Spoilt food. . . • Spoilt food is bad for business for numerous reasons: Ø Causes food-borne illness Ø Breaking the law, because it is illegal to sell food unfit for consumption Ø Gaining a poor reputation by serving food that is unappetising Ø Offering food that has lost most of its nutritional value
Date marks Food must be labelled with a date indicating when the food is safe to eat. Ø Highly perishable foods must be marked with a USE BY date Ø Less perishable items must carry a BEST BEFORE date Ø Use by dates are used on food that need to be kept refrigerated ( below 8 C). and have a shelf life. It is an offence to sell food past the used by date. Used by dates are used on cooked meets, prepared salads , sandwiches etc. Ø Best before dates are used on less perishable foods and give an indication of quality rather than food safety. For example , biscuits past the best before date may become soft but they will not be unsafe to eat. Examples of other foods with a best before date include tinned, packet and dried foods which can safely be kept at room temperature for more than a few days.
Contamination of food Ø Food contamination is caused by 3 groups of contaminants: Ø Physical Ø Chemical Ø Microbial • Microbial contaminants are the main cause of food-borne illness. Sources of microbial contamination Ø Raw food Ø People Ø Pests & pets Ø Air & dust Ø Water Ø Soil Ø Food waste
Preventing bacterial contamination In order to avoid food poisoning through bacterial contamination it is necessary to: Ø Ensure high risk & raw foods are separated at all times, including storage, transport, preparation & display. Ø Ensure all surfaces that come into contact with raw food are thoroughly cleaned & disinfected after use. Ø Follow strict personal hygiene habits. Ø Keep food areas clean at all times.

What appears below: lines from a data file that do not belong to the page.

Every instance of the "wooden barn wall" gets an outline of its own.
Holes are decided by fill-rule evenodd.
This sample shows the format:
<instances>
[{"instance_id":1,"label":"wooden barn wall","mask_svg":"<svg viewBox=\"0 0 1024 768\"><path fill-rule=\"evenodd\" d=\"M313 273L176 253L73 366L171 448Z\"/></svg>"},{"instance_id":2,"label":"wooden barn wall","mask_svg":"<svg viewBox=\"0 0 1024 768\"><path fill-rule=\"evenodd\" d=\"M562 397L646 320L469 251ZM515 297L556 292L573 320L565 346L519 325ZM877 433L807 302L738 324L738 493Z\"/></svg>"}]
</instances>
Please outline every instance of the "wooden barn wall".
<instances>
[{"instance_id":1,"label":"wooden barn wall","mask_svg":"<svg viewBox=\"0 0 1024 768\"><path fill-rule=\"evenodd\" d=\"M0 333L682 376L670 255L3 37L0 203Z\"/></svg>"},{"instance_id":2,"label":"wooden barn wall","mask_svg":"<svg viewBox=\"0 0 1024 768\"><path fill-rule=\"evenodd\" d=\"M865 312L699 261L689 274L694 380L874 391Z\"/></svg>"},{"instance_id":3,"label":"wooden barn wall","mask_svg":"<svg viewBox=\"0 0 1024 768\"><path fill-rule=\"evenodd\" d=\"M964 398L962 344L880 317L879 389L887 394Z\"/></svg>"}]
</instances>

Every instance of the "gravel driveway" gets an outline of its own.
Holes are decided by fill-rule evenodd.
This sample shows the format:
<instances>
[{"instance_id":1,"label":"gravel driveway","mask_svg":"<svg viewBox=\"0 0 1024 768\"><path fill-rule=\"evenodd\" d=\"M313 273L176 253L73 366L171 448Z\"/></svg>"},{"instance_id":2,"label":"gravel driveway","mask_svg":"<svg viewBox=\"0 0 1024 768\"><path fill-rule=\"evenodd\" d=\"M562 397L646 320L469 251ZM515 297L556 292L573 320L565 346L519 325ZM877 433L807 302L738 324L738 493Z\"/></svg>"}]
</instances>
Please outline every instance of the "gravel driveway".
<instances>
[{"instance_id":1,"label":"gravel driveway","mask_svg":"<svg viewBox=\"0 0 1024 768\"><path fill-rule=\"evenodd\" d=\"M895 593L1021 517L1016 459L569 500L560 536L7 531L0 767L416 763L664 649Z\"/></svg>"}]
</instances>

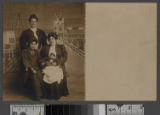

Preventing physical contamination Ø Ensure correct uniform is worn, including hat. Ø Do not wear jewellery or keep pens or other items in pockets or behind the ear. Ø Undo packaging away from food areas. Ø Remove rubbish frequently. Ø Keep food area tidy.
Preventing chemical contamination Ø Store cleaning chemicals in secure, clearly labelled containers, well away from food. Ø Always use the correct chemical for the job and follow the methods and quantities specified.
Cleaning & Disinfection Ø Customers expect food premises to be clean & they assume that you handle their food hygienically. Ø Clean & tidy workplaces create a good impression & make a safe, pleasant environment. Even when something looks clean, it could be contaminated. Ø Cleaning is the process of making something free from dirt and contamination. It involves the use of energy - your effort or that of a machine such as a dishwasher. Activities include wiping, rubbing, scouring, brushing and sweeping.
The Aim of Cleaning is intended to keep food and workplaces safe and in particular to: Ø Protect food from microbial contamination Ø Protect food from physical & chemical contamination Ø Avoid attracting pests Ø Create a good impression for customers Ø Carry out legal and moral obligations to keep food safe • Cleaning also reduces opportunities for bacterial multiplication, by removing food particles. Cleaning is important for maintaining a safe environment, for example to stop someone from slipping on a greasy floor
Detergent • Detergents help to dissolve grease and remove dirt. With the use of energy, a detergent and hot water may kill some pathogenic bacteria, but most will survive. To prevent the bacteria from causing food borne illness, some items and equipment must be disinfected after they have been cleaned.